The B1H system should be considered a specialized technique for studying DNA-protein interactions whereas the two-hybrid variations (B2H and Y2H) can assess both protein–protein and protein–DNA interactions. These two-hybrid systems are multi-purpose but are limited in terms of assaying only a single “prey” library. An advantage of the bacterial one-hybrid system over the yeast one-hybrid system (Y1H) lies in the higher transformation efficiency of plasmids into bacteria which allows for more complex “prey” libraries to be examined.

== Limitations ==
Despite its aforementioned advantages as a specialized tool, the B1H system does have some drawbacks. First, the B1H selection system is limited in its capacity to determine the binding specificities of transcription factors with lengthy binding sites. This arises from the fact that the number of randomized “prey” clones required to represent all possible target sequences increases exponentially with the number of nucleotides in that target sequence. Second, some eukaryotic factors may not express or fold efficiently in the bacterial system, attributed to differing regulatory networks and transcriptional machinery. Hence when working with DNA-binding proteins of eukaryotic origin, a yeast-based hybrid system may be beneficial. Third, the B1H system may not be ideally suited for transcription factors that recognize binding sites with low affinity. The logic here is that competition created by binding sites elsewhere in the bacterial genome may limit the signal that can be realized from a single binding site that is present upstream of the reporter.

== Application ==

B1H system provides a tool in our arsenal for identifying the DNA-binding specificities of transcription factors and thus predicting their target genes and genomic DNA regulatory elements.

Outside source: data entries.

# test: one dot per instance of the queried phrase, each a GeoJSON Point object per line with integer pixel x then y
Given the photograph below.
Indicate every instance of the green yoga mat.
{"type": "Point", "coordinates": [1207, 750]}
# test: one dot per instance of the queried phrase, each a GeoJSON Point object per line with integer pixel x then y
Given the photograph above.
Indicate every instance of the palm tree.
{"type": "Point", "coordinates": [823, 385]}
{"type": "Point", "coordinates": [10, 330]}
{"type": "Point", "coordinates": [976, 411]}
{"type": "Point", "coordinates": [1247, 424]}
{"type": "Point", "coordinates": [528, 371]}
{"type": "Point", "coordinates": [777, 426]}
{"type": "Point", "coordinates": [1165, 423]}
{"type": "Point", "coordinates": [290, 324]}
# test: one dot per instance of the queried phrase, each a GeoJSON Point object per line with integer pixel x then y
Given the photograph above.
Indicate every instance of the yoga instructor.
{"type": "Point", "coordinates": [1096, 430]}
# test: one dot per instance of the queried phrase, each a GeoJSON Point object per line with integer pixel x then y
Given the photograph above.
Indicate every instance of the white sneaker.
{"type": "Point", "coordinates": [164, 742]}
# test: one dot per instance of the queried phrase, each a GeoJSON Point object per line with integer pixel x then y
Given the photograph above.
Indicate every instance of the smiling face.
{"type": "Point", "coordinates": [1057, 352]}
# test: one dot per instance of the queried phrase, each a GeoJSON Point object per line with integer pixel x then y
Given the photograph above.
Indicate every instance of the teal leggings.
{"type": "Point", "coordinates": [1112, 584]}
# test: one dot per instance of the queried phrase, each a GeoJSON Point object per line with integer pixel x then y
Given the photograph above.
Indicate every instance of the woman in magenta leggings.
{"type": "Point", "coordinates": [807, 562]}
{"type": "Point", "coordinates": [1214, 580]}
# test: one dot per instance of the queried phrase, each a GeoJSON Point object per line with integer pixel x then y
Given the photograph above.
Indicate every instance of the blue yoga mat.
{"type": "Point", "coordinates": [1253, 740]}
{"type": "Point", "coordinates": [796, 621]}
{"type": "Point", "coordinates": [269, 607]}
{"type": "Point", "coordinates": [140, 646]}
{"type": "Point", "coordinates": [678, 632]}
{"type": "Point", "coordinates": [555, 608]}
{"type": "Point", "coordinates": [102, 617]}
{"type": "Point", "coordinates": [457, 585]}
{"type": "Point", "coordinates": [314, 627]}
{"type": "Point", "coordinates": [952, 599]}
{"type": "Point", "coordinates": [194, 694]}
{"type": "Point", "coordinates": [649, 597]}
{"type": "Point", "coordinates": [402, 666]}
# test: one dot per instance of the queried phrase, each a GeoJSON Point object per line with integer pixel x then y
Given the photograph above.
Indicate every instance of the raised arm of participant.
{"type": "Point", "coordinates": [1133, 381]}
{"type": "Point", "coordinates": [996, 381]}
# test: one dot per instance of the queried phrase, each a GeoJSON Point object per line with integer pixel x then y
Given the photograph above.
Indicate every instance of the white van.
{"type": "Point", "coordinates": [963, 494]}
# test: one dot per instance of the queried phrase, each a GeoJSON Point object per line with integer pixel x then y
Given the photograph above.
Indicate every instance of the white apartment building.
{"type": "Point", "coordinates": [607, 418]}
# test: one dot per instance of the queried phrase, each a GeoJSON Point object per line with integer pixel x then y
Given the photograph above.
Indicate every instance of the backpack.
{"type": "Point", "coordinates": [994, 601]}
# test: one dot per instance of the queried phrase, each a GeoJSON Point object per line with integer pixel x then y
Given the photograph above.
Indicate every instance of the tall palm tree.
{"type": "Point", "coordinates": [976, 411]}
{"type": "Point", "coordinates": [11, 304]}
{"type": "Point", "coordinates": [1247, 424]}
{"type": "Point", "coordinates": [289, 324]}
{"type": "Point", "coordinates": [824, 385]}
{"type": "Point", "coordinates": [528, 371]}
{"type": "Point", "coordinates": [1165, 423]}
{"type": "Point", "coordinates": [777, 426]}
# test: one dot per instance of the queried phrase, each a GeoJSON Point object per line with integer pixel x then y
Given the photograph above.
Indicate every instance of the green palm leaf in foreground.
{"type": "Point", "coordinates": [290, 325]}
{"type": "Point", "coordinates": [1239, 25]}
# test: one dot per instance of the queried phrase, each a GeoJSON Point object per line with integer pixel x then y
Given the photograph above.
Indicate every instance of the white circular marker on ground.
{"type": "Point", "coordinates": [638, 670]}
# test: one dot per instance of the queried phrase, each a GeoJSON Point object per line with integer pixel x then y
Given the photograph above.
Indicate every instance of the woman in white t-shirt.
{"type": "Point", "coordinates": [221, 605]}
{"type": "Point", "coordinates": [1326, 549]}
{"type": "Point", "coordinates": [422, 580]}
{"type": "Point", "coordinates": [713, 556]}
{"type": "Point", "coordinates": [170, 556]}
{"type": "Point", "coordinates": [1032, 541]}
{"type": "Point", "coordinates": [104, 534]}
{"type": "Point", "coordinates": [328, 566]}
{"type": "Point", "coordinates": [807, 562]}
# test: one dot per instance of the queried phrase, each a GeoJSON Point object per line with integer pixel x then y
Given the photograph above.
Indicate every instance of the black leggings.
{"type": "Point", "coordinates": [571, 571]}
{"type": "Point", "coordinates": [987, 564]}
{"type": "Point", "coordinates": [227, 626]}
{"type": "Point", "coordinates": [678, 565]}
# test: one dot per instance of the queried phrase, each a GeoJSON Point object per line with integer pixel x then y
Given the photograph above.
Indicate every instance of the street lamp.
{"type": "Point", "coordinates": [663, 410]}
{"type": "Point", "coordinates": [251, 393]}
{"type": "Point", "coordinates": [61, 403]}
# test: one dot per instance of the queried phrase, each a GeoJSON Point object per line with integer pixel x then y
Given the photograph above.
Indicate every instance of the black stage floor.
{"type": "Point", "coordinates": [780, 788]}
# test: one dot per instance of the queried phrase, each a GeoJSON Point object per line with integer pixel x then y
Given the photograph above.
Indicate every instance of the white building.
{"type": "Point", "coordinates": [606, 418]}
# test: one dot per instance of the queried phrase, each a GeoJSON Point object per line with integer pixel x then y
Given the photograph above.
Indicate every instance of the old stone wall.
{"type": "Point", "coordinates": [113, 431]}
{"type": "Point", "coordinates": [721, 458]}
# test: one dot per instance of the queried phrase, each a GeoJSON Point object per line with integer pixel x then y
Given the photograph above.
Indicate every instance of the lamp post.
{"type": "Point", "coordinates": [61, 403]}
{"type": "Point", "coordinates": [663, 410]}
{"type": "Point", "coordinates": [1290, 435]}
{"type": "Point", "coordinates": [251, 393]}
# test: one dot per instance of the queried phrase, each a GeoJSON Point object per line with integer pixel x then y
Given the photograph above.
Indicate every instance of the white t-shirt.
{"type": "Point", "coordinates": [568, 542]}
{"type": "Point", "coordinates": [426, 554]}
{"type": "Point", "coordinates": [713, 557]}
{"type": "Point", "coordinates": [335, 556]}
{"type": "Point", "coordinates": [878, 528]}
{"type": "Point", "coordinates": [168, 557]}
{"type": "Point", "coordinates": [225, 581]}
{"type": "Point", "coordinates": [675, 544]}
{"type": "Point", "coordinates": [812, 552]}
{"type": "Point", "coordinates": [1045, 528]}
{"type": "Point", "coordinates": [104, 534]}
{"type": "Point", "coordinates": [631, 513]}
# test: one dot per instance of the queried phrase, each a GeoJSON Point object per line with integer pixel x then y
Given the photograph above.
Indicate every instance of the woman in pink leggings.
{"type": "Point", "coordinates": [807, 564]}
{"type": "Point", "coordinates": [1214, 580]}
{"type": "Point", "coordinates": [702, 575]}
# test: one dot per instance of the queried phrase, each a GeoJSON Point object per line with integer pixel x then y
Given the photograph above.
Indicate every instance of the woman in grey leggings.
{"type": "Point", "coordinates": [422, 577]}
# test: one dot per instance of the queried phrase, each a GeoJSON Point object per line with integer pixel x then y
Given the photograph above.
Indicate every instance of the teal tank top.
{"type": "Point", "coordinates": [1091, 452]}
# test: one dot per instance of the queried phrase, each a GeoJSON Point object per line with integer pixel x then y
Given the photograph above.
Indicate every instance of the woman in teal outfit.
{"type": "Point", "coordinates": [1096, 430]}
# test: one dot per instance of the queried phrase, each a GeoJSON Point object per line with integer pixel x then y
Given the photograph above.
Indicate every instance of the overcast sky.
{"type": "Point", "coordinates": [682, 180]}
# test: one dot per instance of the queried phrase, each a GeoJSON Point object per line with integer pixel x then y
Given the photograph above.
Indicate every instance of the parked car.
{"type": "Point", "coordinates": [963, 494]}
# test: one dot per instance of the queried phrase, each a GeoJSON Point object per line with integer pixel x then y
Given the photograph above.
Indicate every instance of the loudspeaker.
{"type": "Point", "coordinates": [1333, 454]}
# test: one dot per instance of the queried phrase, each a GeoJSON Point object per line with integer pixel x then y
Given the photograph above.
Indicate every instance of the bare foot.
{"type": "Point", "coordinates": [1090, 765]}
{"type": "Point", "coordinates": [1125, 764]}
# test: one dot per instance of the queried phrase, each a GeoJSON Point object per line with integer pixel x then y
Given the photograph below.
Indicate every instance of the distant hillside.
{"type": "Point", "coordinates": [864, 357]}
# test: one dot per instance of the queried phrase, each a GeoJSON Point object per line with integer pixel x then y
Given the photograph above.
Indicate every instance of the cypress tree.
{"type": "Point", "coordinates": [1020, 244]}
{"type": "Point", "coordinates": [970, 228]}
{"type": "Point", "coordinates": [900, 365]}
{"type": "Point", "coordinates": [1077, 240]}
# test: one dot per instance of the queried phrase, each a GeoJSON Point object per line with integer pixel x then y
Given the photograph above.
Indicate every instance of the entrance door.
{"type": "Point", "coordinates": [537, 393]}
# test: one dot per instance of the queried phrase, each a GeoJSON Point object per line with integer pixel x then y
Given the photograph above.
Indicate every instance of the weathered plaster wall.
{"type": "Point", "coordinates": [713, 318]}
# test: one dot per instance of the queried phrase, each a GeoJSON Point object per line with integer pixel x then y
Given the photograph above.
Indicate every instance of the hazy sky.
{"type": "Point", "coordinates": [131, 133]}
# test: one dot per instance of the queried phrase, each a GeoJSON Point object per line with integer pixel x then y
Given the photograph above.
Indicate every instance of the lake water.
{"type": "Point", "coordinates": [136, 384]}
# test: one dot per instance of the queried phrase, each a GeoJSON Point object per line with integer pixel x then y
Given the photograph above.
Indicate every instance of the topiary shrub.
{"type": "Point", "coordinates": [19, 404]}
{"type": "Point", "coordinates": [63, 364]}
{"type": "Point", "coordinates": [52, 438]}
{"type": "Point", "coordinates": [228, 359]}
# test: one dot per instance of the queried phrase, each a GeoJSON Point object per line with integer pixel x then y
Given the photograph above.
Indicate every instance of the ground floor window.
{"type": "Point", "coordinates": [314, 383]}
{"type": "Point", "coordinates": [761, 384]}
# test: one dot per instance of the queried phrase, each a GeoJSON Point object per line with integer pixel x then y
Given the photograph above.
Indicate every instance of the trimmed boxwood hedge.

It also allows for examination of the effects of protein–protein interactions on DNA binding, which may further guide the prediction of cis regulatory modules based on binding-site clustering. Moreover, the B1H selection system has implications for the predicting regulatory roles of previously uncharacterized transcription factors.

== Specific examples ==

Using the bacterial one-hybrid system, one study has characterized 35 members of the Drosophila melanogaster segmentation network which includes representative members of all the major classes of DNA-binding domain proteins. Implications for medical research are evident from another study that used the B1H system to identify the DNA-binding specificity of a transcriptional regulator for a gene in Mycobacterium tuberculosis. The B1H system has also been used to identify an important turnover element in Escherichia coli.